Ari shrugged, "Problem Solved. Now have you considered the Beastlord Class? Given you are in a Beast type Dungeon, it could be prudent, especially given your origin of Beast Master."
"Damnit Ari, you're supposed to be helpful, not pissing off my friends. Cut it out and go apologize." Matthias said to his spirit companion pointedly.
Ari rolled his eyes, dropped his shoulders, and walked out the door into the dungeon. Matt watched him go and began to scroll through more perk options. "Regenerative Core, now that sounds like something I want." And without a second glance, he purchased it with his Medium Perk point. "What else do we have that can level up my combat skills? I do not want to die from fighting acid-spitting frogs or fire-breathing turkeys. Or that big evil demon goat. Man fuck that thing. Who dreams that kind of nightmare fuel up?"
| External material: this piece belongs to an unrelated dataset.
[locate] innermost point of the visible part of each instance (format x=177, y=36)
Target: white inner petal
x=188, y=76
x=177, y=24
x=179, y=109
Cleo tossed her Survivor's Backpack against the base of the tree they had tied the turkey meat up in the branches of. She pulled the hatchet and pulled a piece of the hickory her and Matthias had gathered before he got injured by the monster frog. At that thought she gripped the hatchet tighter and looked around her for any creatures stalking towards her.
Seeing nothing in the forest. She propped that piece of wood on a nearby boulder in the ground and began chipping it like Matt had said they needed to make the meat taste the best.
You have gained a Skill Level in Woodworking.
She attacked the log with strike after strike, letting her frustration bleed away with the wood chips falling away after each impact. 'What is going on with me? I know I'm freaked out about everything, but Matt didn't really deserve that.'
She struck again and again, slowly and steadily converting that log into tiny wood chips. She reached for another log and continued chopping.
You have gained a Skill Level in Woodworking.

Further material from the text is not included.